Sentia saudades dela no exílio, do cheiro adocicado dos livros franceses das encomendas empacotadas com nomes de ilustres leitores: Drummond, Josué Montello.
Agora chegam livros ingleses e americanos, e as traças obrigaram os donos a usarem inseticida. Durante algum tempo, o cheiro de veneno impregnou as páginas e aquilo ficava na mucosa nasal, como gotas de creolina esquecidas em nosso corpo por um relapso faxineiro.
Quantas teses e romances não rejeitamos inconscientemente, como se o inseticida houvesse entrado na carne dos personagens, penetrado os argumentos mais profundos com seu desagradável odor?
Agora tudo voltou ao normal na velha livraria. As manifestações começam na Candelária, eu as abandono, desço as escadas e me esqueço do mundo, reduzido a slogans distantes e imprecisos: abaixo o quê, unidos quem, vencidos jamais?

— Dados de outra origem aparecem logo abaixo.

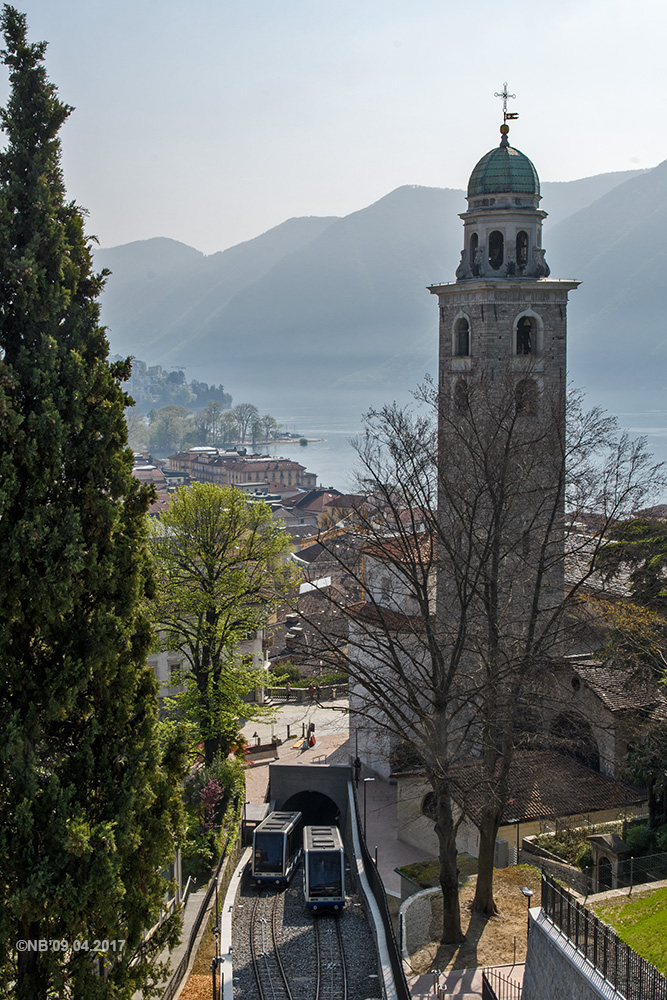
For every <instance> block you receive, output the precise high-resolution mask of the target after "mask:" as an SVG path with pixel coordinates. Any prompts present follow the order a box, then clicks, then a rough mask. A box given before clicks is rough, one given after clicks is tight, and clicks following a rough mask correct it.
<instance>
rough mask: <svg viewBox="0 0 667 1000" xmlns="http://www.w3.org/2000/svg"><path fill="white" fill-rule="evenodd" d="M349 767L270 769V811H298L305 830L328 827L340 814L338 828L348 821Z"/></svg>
mask: <svg viewBox="0 0 667 1000" xmlns="http://www.w3.org/2000/svg"><path fill="white" fill-rule="evenodd" d="M351 781H352V768H351V767H350V765H349V764H283V763H281V762H276V763H275V764H270V765H269V798H270V800H271V802H272V803H273V805H272V808H273V809H281V810H282V809H298V810H299V812H301V813H303V817H304V822H305V823H306V825H308V826H312V825H313V824H317V823H322V824H324V825H325V826H330V825H332V824H334V823H335V822H336V816H338V815H339V814H340V815H339V826H340V828H341V829H345V828H346V826H347V823H348V820H349V816H348V813H349V794H350V793H349V789H350V787H351Z"/></svg>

Creio que Drummond se interessaria pela estante de filosofia da ciência, cada vez maior, anglo-saxônica. Epistemologia dos andróides. Não pela teoria, mas possibilidade de nomeá-los: Jonix, Antonitrov, Mariex.
O livro em si é um conjunto de ensaios organizado por Kenneth Ford, Clark Glymour e Patrick Hayes. Eles argumentam que o estudo sistemático do conhecimento, atitudes, desejos, preferências e obrigações sempre esteve concentrado nos homens e nos deuses.

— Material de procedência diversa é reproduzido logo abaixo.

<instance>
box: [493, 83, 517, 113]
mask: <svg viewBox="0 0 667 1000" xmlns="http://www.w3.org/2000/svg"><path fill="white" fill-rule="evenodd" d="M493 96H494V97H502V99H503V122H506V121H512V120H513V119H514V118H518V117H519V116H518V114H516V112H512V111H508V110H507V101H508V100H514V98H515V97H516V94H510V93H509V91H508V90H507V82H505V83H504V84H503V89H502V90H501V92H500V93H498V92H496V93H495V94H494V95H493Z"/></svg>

Até este século, a fantasia de criar alguma coisa com conhecimento, que não fosse o simples relógio, era alcançada apenas dotando de vida alguma massa inerte e assumindo o risco da vingança dos deuses. O monstro Frankenstein foi o símbolo da criatura pensante produzida pela ciência.

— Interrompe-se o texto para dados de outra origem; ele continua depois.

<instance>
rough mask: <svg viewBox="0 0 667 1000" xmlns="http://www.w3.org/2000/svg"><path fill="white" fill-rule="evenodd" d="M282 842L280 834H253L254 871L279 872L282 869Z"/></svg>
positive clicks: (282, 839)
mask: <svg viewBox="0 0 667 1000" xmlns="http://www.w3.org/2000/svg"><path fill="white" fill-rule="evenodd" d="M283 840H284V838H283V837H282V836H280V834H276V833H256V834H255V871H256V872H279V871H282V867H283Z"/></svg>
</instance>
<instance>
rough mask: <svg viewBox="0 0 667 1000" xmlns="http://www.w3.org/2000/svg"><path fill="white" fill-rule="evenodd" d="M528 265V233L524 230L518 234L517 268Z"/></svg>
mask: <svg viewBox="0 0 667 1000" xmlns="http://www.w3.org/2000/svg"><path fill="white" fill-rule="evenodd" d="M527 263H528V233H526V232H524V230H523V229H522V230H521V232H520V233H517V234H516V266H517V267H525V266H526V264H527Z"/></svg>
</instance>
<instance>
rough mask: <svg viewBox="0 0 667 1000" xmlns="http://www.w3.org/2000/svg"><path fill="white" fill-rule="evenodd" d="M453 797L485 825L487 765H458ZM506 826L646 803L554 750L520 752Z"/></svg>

O livro analisa máquinas e seus pensamentos, encara seres humanos como máquinas, mas não chega a desenvolver alguns protótipos que combinem homem e máquina, como já defende Nicholas Negroponte.
Não sei se minha sugestão se enquadra no caso típico de um andróide reconhecido pela ciência. Mas a combinação de um ser humano e um gravador de automóvel seria, digamos assim, uma espécie de contribuição nacional ao universo variado de máquinas, homens, máquinas-homens e homens-máquinas.
Não há nada mais desamparado que um homem carregando um gravador de carro. Não tem, por exemplo, a dignidade de quem carrega uma casca de banana e olha por cima de tudo, em busca de uma lata de lixo.
O homem com o gravador na mão está ali sem poder se desfazer daquela massa metálica, daquele transtorno cromado, quase pedindo socorro à ciência moderna, que poderia implantar o gravador no seu próprio corpo.
E, quanto às fitas, poderiam ser usadas em forma de pastilhas biodegradáveis: o homem engolia a pastilha e uma sinfonia entraria pelos tímpanos.
O homem com o gravador na mão nasce de um dramático dilema: ou é roubado, se deixar o aparelho no carro, ou faz o papel de idiota, carregando um bloco preto, play, forward, rewind, totalmente inútil pela ruas ou galerias dos shopping centers.
Puxar um cachorro é melhor. O bicho resiste, pára, faz pipi, late e ameaça brigar com os outros que estão passando. É uma interação, os movimentos ganham sentido, são explicáveis e, com uma certa flexibilidade, podem até ser elegantes.
Mas o gravador é um caso perdido. Ou as pessoas do futuro já vêm com um gravador embutido, ou então os gravadores devem parir as pessoas. A situação atual é intolerável.
Num dos mais polêmicos ensaios de epistemologia dos Andróides, Margaret Boden pergunta: os robôs podem ser criativos? E nós saberíamos?
Se pensarmos no robô como um simples computador, a resposta seria negativa. Mas o andróide que estou propondo poderia reunir o potencial humano e o do gravador de automóveis, criando um ser capaz de atenuar sua depressão, flexibilizar a própria cintura ou mesmo participar dos últimos segredos de Estado no Brasil. Bastaria converter as fitas em pílulas e tomá-las no momento exato.
O único problema é a overdose, mas nosso andróide teria um dispositivo para desligá-lo. Dessa maneira, voltaria rápido à normalidade.
Sinto que a velha livraria vai fechar e ainda não resolvi um problema capital: o que faria o andróide com as mãos liberadas do pesado fardo do computador?